My eight-year old son, John, has the Gift of Gab. He comes by it honestly. Sometime before the great potato famine, one of my wife's ancestors kissed the Blarney Stone. The Gift has been passed down through the generations. blarneystoneWhen I asked for Eileen's hand, her father told me, in all seriousness, that she was one of the quiet ones. This was to distinguish her from several of her seven sisters who have the Gift in spades. Family reunions are remarkable exhibitions of the family's talent. With my taciturn Down East heritage, I marvel.

My son's blossoming verbal abilities surprised me. The Gift must have the ability to skip generations. Ask John about the video he watched last week and you get a happy half-hour monologue complete with sub-plots. Ask him about a recent family trip; he gives you a minute-by-minute account. I have to cut short our mandatory collect telephone calls from prison to avoid breaking the family budget.

John strikes up conversations with complete strangers. At the prison Christmas party, I escorted him to the bench full of visitors waiting to use the restroom. A dozen people sat in silence. What do you say? "So, what's your son/father/husband in for?" John was unfazed. Within thirty seconds, he was conversing with the elderly woman sitting beside him. He happily chatted away the ten-minute wait. She nodded and smiled. From my vantage point, it looked as if he was describing a kata he learned in karate class.

Prison is a challenge for even the most gifted families. My sister recently told me about an incident when she saw the Gift fail my boy. When my wife and I realized that I was coming to prison, we sold our home. We needed cheaper housing for the family and a change of location seemed in order. Former friends don't know what to say to the wife of someone in prison for a sexual offense. We moved the family across the state to be near my sister and brother-in-law and their kids. It's been a good thing. My brother-in-law does the handyman projects that I can no longer do. My wife can talk about me to my sister, Deborah, without feeling shamed.
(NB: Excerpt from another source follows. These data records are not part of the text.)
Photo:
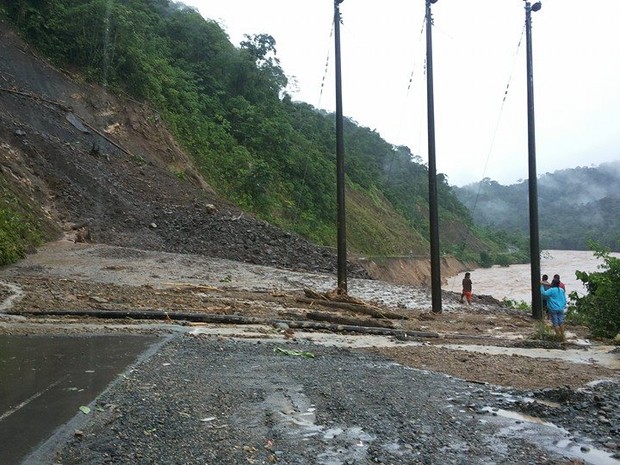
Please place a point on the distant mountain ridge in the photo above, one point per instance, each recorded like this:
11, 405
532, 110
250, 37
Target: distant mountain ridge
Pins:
574, 205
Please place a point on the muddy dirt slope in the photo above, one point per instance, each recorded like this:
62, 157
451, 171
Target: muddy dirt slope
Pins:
106, 169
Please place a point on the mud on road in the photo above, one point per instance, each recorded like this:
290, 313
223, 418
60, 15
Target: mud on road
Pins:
220, 394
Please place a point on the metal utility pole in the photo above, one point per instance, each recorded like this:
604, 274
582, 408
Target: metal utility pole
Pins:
342, 235
432, 168
533, 187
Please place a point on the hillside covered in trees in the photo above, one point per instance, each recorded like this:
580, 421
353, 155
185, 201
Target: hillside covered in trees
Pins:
229, 109
575, 206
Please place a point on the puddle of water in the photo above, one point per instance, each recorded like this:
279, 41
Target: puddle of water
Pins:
599, 355
45, 380
516, 416
552, 437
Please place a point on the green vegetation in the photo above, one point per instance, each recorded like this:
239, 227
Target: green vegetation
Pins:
575, 206
20, 230
229, 108
600, 308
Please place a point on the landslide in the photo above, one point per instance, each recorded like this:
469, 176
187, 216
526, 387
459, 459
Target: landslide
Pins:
104, 168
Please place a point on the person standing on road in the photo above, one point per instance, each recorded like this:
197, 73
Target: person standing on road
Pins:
546, 284
467, 286
556, 302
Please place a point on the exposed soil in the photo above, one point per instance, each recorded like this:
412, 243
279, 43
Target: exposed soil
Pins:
64, 276
134, 236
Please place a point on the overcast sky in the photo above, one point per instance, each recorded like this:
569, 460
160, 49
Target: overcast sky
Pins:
476, 55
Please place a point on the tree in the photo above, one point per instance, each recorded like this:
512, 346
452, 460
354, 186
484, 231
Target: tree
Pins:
601, 306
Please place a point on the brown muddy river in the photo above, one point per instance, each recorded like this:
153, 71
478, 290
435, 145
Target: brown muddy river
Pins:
513, 282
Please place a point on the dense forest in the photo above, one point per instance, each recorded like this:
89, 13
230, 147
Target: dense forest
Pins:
229, 108
575, 206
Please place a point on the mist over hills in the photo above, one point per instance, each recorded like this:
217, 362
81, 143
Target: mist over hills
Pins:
574, 206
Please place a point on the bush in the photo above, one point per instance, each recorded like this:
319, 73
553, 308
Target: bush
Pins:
601, 306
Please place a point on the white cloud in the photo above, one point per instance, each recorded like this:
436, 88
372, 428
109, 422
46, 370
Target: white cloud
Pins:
576, 60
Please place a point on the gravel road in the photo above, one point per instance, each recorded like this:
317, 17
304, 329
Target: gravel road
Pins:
208, 400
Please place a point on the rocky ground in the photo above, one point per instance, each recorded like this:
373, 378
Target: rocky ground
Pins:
224, 382
148, 247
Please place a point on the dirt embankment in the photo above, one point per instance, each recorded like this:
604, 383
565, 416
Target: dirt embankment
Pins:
412, 271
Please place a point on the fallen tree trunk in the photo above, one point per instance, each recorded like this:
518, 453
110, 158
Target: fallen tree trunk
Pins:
343, 320
228, 319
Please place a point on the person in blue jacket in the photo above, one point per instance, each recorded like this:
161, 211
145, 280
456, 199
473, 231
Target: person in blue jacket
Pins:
556, 303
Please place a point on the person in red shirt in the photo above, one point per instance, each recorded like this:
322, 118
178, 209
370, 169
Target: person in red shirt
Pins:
467, 285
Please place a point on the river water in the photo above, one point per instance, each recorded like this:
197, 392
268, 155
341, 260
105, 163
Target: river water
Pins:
513, 282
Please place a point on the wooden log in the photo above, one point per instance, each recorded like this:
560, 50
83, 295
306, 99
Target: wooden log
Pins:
343, 320
375, 312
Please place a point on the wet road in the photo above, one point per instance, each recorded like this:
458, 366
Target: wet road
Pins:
45, 380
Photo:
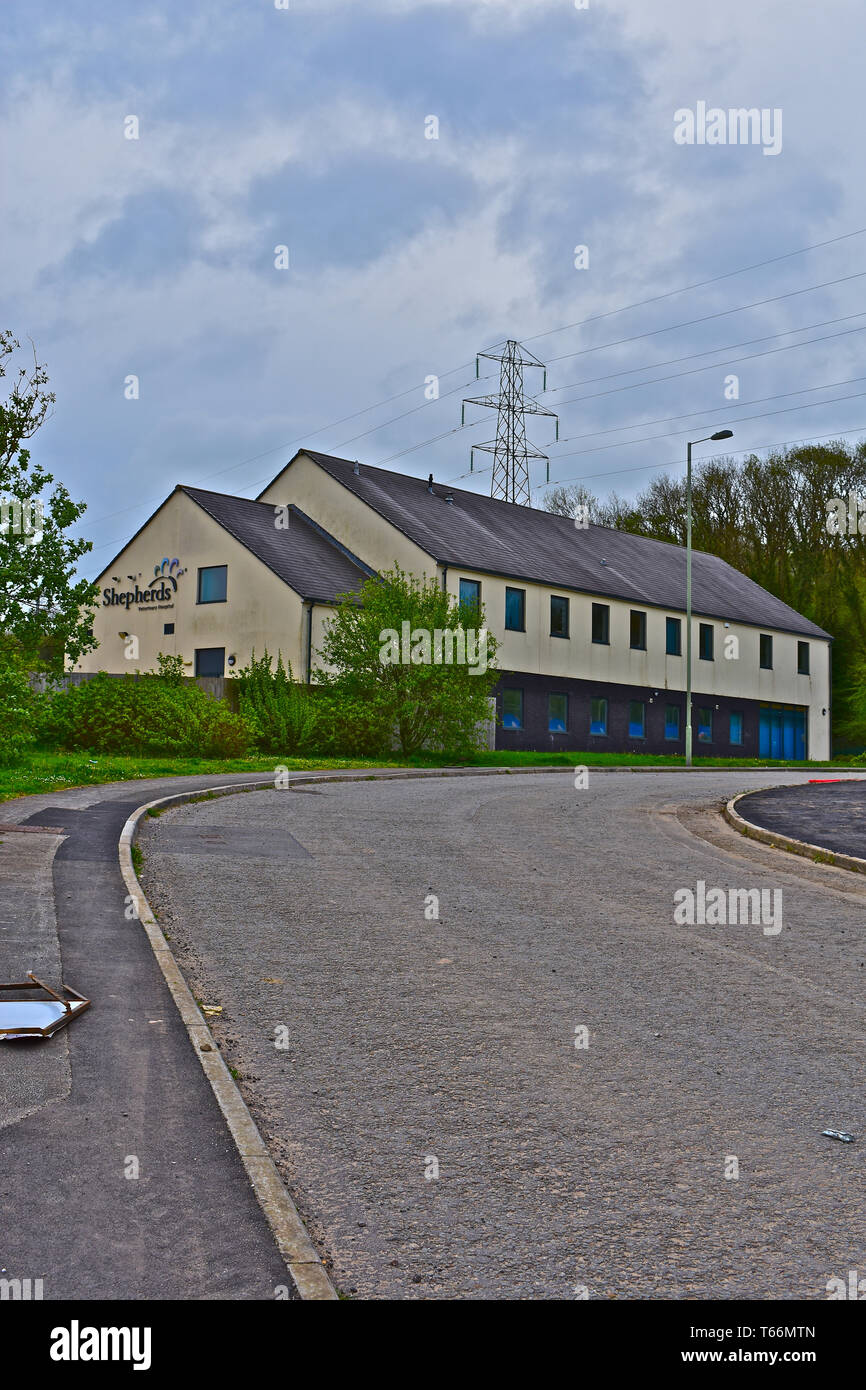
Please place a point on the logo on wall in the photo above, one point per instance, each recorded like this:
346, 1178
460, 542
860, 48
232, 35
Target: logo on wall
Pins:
167, 573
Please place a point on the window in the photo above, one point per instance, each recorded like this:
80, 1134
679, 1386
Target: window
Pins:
558, 713
470, 594
637, 719
210, 660
637, 630
598, 716
766, 652
705, 641
601, 623
559, 616
211, 584
512, 709
516, 610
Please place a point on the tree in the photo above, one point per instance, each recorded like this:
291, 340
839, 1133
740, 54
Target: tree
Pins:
578, 502
43, 609
409, 662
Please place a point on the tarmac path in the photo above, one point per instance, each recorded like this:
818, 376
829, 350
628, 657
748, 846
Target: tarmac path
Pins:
384, 1037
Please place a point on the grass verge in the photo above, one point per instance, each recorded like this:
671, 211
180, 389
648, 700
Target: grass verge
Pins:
43, 772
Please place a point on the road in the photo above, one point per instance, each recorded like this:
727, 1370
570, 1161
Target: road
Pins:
417, 1076
117, 1169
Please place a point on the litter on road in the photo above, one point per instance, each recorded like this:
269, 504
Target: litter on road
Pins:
28, 1018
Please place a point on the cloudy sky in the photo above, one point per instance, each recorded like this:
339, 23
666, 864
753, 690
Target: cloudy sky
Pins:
306, 127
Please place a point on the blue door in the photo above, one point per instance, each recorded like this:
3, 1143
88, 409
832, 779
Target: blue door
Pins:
783, 734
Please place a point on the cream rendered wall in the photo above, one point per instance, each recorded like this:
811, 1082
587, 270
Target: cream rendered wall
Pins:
578, 658
260, 609
346, 517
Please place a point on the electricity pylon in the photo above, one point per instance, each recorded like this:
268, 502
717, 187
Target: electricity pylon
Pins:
510, 449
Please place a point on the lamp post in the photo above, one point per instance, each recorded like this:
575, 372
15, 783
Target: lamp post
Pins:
720, 434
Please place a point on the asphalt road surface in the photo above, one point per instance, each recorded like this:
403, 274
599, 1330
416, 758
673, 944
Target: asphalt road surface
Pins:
423, 1079
827, 813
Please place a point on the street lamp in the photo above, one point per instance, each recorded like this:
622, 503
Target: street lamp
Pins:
720, 434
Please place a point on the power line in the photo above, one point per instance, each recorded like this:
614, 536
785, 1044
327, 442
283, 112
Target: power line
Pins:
730, 453
688, 414
399, 395
699, 284
705, 319
673, 362
766, 414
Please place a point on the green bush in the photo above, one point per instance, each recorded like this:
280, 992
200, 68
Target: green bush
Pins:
143, 715
18, 709
281, 710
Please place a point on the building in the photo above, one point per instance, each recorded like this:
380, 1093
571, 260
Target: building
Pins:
590, 620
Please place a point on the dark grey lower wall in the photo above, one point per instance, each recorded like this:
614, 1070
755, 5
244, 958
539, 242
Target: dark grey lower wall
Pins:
535, 736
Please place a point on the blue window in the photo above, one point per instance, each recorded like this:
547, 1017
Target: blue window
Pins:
598, 716
470, 594
213, 584
516, 610
705, 641
559, 616
558, 713
512, 709
210, 660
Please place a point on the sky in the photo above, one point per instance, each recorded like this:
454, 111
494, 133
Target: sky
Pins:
306, 124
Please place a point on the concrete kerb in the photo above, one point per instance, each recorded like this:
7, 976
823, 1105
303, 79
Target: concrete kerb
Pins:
295, 1246
819, 854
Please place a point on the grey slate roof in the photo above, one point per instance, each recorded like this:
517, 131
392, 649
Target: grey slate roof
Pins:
502, 538
303, 555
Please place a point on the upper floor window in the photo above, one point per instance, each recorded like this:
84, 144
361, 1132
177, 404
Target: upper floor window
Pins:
601, 623
470, 594
210, 660
705, 641
559, 616
213, 583
516, 610
766, 652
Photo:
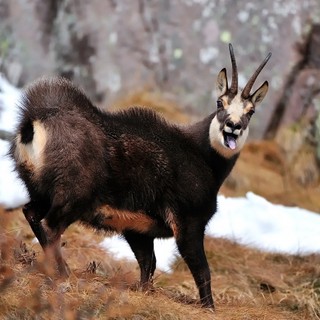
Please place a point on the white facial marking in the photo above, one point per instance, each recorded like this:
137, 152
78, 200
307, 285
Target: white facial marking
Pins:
217, 139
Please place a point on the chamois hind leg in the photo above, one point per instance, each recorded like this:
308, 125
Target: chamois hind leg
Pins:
34, 211
49, 239
189, 240
142, 247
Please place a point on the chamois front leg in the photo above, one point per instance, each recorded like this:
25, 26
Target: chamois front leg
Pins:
142, 247
189, 240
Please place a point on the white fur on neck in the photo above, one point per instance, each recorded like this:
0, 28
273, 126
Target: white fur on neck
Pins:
217, 140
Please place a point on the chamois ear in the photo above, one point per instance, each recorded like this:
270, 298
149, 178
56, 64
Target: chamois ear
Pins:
222, 83
257, 97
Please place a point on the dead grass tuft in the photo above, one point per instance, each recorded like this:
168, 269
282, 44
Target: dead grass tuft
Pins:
247, 284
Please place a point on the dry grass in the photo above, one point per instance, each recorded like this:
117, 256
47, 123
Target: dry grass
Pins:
247, 284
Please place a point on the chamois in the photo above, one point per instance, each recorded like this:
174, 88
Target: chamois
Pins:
130, 171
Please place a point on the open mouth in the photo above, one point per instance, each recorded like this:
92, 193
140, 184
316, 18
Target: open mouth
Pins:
230, 140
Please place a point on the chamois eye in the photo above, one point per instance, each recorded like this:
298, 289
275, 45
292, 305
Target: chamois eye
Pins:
219, 104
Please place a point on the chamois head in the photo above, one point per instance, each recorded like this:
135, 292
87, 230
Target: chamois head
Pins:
229, 127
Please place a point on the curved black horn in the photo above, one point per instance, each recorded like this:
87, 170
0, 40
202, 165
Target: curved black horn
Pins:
234, 81
246, 91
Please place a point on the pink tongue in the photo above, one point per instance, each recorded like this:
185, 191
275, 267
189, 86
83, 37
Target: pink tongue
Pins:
231, 142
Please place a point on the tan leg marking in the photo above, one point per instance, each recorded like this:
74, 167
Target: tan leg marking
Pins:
121, 220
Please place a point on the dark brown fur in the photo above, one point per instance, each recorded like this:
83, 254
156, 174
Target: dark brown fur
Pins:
129, 172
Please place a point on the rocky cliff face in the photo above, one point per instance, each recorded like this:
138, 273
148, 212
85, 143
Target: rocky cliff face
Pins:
178, 47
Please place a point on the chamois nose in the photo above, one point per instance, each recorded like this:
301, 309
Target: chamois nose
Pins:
233, 126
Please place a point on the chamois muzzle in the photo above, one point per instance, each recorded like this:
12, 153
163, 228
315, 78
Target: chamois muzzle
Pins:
231, 132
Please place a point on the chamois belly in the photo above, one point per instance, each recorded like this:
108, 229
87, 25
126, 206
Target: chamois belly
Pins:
119, 220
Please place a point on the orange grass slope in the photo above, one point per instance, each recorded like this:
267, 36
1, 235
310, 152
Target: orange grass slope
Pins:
247, 284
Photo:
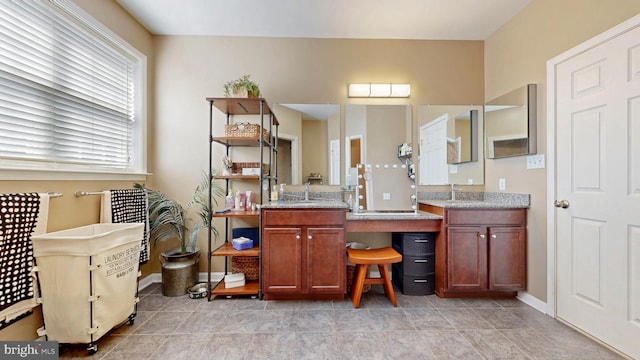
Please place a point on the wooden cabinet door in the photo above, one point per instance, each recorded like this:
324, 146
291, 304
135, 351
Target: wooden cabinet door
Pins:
281, 260
507, 258
466, 258
325, 260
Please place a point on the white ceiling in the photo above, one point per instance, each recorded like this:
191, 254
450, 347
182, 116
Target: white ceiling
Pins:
340, 19
348, 19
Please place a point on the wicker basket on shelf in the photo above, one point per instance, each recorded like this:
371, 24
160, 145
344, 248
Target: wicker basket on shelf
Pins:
249, 265
245, 130
248, 168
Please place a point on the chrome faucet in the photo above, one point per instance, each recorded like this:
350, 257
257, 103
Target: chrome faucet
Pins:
306, 191
453, 191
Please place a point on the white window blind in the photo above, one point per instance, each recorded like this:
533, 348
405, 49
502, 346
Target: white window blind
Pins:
67, 92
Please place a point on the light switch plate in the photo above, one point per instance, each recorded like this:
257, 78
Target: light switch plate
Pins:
535, 161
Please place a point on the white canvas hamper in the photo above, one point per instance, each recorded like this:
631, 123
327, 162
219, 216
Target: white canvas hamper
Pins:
88, 279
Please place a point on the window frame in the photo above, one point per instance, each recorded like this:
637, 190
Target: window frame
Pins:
11, 169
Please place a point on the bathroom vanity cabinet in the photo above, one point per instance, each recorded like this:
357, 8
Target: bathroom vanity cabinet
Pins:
303, 254
481, 252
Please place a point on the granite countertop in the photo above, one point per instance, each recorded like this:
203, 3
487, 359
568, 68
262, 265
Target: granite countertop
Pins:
473, 200
301, 204
392, 215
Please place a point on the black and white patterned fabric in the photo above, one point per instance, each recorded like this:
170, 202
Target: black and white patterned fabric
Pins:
18, 218
131, 206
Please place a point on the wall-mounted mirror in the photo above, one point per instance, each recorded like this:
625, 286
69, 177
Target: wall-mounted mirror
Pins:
511, 123
373, 134
308, 144
439, 126
462, 136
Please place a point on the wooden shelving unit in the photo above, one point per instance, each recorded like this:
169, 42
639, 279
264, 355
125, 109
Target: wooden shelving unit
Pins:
268, 123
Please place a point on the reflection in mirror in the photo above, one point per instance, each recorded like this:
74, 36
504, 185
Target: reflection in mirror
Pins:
308, 143
373, 134
434, 122
511, 123
462, 134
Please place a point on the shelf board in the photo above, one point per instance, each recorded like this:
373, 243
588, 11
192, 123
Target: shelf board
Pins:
250, 288
232, 213
237, 140
228, 250
256, 177
242, 106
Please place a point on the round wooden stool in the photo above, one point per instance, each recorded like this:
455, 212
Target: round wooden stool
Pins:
362, 259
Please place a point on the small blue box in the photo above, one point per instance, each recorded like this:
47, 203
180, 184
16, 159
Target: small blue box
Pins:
252, 233
242, 243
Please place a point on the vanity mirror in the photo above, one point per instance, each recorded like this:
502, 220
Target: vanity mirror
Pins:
372, 136
308, 144
450, 144
511, 123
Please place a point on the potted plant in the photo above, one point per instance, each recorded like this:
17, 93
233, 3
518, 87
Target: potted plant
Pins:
242, 87
168, 222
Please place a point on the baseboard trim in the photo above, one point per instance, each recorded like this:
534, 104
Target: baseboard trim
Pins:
155, 278
532, 301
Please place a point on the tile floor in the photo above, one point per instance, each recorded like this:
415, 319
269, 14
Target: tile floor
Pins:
421, 327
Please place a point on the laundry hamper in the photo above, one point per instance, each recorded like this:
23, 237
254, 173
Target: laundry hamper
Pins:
88, 280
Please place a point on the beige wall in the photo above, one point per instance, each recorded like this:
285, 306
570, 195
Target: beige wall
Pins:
298, 71
516, 55
68, 211
315, 149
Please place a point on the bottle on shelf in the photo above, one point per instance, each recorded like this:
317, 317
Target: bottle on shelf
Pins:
238, 201
248, 202
229, 202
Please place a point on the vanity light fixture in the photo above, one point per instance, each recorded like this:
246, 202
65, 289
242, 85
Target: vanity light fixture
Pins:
379, 90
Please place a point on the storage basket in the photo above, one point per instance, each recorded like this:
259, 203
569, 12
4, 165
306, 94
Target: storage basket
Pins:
239, 168
245, 130
249, 265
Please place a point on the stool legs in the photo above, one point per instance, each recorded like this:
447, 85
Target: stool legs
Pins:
360, 279
358, 284
388, 288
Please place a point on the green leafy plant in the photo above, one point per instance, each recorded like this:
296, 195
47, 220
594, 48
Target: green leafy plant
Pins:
253, 90
167, 217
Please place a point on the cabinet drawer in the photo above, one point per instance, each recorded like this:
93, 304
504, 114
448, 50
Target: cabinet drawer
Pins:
413, 285
414, 243
418, 265
486, 216
317, 217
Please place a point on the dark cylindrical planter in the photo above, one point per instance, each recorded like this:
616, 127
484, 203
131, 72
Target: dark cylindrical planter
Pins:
179, 271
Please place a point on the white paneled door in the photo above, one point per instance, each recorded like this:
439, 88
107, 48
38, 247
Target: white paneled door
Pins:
433, 168
597, 190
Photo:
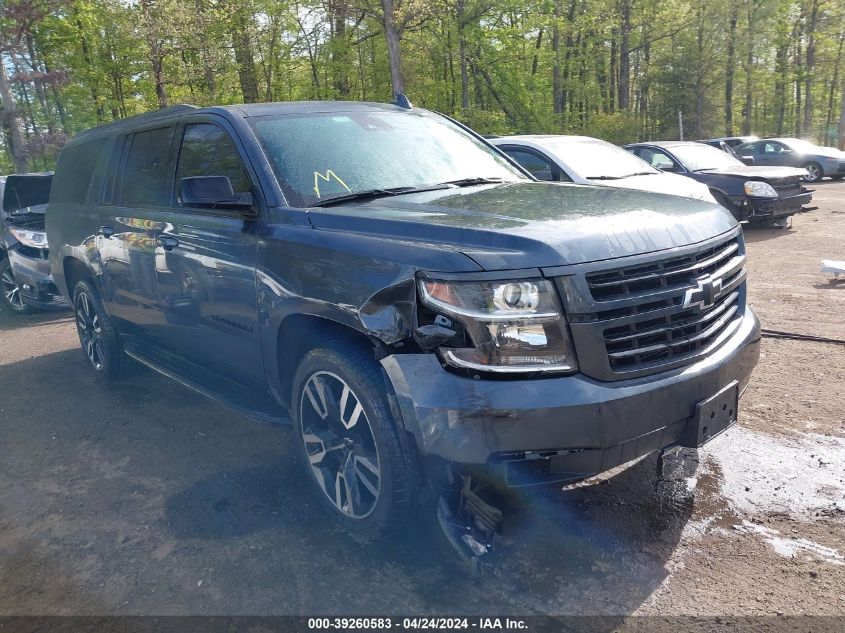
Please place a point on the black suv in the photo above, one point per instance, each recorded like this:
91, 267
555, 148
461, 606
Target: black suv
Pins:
24, 269
418, 307
766, 196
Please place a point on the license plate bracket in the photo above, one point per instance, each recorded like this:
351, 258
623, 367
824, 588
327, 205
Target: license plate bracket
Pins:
713, 416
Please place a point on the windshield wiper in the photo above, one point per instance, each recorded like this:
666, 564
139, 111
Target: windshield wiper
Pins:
369, 194
475, 180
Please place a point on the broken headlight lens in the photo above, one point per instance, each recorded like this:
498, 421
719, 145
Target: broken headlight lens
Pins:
33, 239
515, 326
760, 189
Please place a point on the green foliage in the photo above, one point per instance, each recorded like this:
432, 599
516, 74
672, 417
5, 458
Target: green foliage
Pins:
531, 66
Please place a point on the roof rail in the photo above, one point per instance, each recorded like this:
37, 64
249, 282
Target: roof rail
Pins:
139, 118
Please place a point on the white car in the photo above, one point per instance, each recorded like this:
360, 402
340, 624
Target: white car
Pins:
590, 161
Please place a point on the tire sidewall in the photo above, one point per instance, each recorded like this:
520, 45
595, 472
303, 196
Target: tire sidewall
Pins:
818, 171
108, 344
380, 419
26, 308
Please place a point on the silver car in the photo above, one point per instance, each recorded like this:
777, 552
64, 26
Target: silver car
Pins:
590, 161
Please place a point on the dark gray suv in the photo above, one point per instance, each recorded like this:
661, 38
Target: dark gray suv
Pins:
415, 305
24, 268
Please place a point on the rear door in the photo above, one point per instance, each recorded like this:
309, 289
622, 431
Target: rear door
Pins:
136, 189
205, 259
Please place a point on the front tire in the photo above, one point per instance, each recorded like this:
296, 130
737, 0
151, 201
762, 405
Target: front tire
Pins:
349, 443
11, 296
97, 335
814, 172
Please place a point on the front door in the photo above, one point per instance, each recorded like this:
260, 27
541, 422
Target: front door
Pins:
205, 262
Our families attend the same church. Deborah sometimes teaches John's Sunday school class. She ends the class by asking if any of the children have prayer requests. John usually asks for prayer for his Dad.

"John, where is your Daddy?" an inquisitive seven-year-old girl asked one day. There was a long silence. John looked panicky. Tears welled-up in his eyes. My sister came to his rescue.

"John, your Dad lives in Concord. Doesn't he?" 

John nodded. 

"Doesn't he ever come home?" the little questioner continued.

John remained speechless.

"John visits his Dad often," Deborah replied. "Alright, does anyone else have any prayer requests?"

I guess she could have told them that John's Dad is in prison. But, then the inevitable "What for?" follows. How do you explain sexual assault to a grade-schooler in three minutes or less? And what are they going to tell their family when they get home?

"Honey, what did you learn about in your Sunday school class today?"

John doesn't fully understand why I'm in prison. I know I will have to tell him the unpleasant details someday. Short of taking my picture off the refrigerator and never mentioning me in public, my family will continue to get asked hard questions. It's something they will have to live with as long as I'm in here. I doubt the answers will get any easier, even for someone with the Gift.